Well the OPEC meeting came and went and there will be no agreement on a cut in production. There are two ways of looking at this.. 1) OPEC is weak and the cartel is no longer the worlds marginal supplier of oil 2) The Saudi’s are long term strategic geniuses. Nothing needs to be said about option 1, but the reason I pose option 2 is that the cost of producing all that shale gas is probably in the $65 – $75 price per barrel range. If that’s the case then we are approaching levels which might be uneconomic in the US, so why not cause them some pain? It may be that we are already close to base levels for the price of oil, it would be an odd choice to make a stand here. Perhaps I give the cartel too much credit, but it does merit further investigation. Another interesting question that could be posed by recent events… the tax share of pump prices in the US is negligible to say the least, especially in comparison to the 75% we see in major European countries, even Turkey’s tax take from a litre of petrol is around the 70% mark. I’ve often seen this as almost indefensible on the part of the United States, which leads me to my point… we’ve just seen a near 30% decline in pump prices and the US has a huge fiscal deficit… would this not be a great time to increase the tax share of pump prices while the consumer is getting substantial relief from cheaper oil? At one stroke this would probably solve the fiscal issues in the US, and why would the consumer grumble.. pump prices would still be lower than a few months back? President Obama, why don’t you do this? I’m not sure there’s much that can damage your approval ratings anyway, so why don’t you do something for your legacy? For the environment you claim to care about, and for the future Americans who’ll have to pay back all that government debt? Common sense right? There are many developing economies who could phase out subsidies at this point as well, but to my knowledge India is one of the few who’ve done this. Well done Mr Modi, Nigeria are you watching?
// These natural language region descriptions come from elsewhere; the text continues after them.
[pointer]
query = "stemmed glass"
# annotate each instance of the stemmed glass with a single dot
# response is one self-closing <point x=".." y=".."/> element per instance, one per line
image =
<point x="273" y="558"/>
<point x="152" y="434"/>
Back to the currency markets, not surprisingly the oil rich currencies didn’t take the OPEC news too well yesterday. For example USD/RUB made new record highs yesterday and USD/MXN also made new year to date highs. Expect continuing depreciation pressures for currencies with high exposure to oil production.
Overnight the inflation data coming out of Japan was disappointing if you’re a board member of the Bank of Japan, but only slightly so, with slightly lower growth in prices, albeit largely what was expected. The unemployment rate was slightly lower though, but weaker than expected retail sales and slower industrial production are a counter to that happy employment news. Japan is definitely not one of the shining lights in the global economy at the moment, that’s for sure.
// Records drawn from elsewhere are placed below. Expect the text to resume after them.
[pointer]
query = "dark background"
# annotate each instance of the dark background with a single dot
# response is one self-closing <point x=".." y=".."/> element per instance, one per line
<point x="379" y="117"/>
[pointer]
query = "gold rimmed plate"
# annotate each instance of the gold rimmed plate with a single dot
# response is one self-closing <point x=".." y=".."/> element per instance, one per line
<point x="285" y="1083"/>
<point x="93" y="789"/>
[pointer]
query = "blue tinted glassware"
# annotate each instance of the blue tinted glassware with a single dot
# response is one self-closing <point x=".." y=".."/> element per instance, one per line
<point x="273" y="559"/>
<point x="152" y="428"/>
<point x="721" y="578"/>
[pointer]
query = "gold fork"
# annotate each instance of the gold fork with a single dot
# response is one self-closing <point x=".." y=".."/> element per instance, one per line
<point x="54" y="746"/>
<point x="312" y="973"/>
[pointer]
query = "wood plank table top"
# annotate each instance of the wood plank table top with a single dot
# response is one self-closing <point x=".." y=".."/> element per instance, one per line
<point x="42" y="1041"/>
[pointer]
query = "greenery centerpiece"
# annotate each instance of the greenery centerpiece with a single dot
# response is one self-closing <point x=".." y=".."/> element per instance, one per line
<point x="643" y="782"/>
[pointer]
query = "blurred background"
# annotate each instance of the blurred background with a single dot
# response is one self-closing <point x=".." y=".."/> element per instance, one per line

Speaking about unemployment rates, Germany published its numbers yesterday, which were in line with expectations. And more importantly Eurozone sentiment data, both for businesses and consumers was somewhat better than forecast. Not bad given all the doom and gloom! Unfortunately retail sales in Germany have come out this morning and while expected, it does show a bit of a decline, we can only hope that German consumers will get into the Christmas spirit in the coming weeks. At least the Spanish and Swedish retail sales data which have also come out this morning has been more positive… at least in absolute trend terms. However while Swedish data was better than expected, the Spanish data was a bit worse.
The dollar gradually strengthened yesterday against the majors. As I mentioned, we were at levels where a return to trend in EUR/USD and GBP/USD was possible, but USD/JPY showed signs of a more assertive dollar as well, something I had less confidence in (see yesterday’s blog). As they say, a high tide carries all boats. We remain unclear about whether this is just a ranging move with a continuing period of consolidation, for now we would need some sort of impulsive move to signal the dollar trend is in play again. Until then, I prefer to monitor the situation with a lower degree of confidence in the near term path than I would generally like.
Today is likely to be a fairly slow day, there is an assortment of macro data coming out, but nothing of huge consequences. Furthermore our cousins across the pond are likely to be sluggish in the aftermath of all that turkey stuffing yesterday. Volumes are likely to be less than normal, so of course there will be an outside chance of non-standard moves, but I’m not anticipating much excitement among the major currencies, and probably expect continuing pressure on some developing market currencies… especially those belonging to the more resource blessed economies.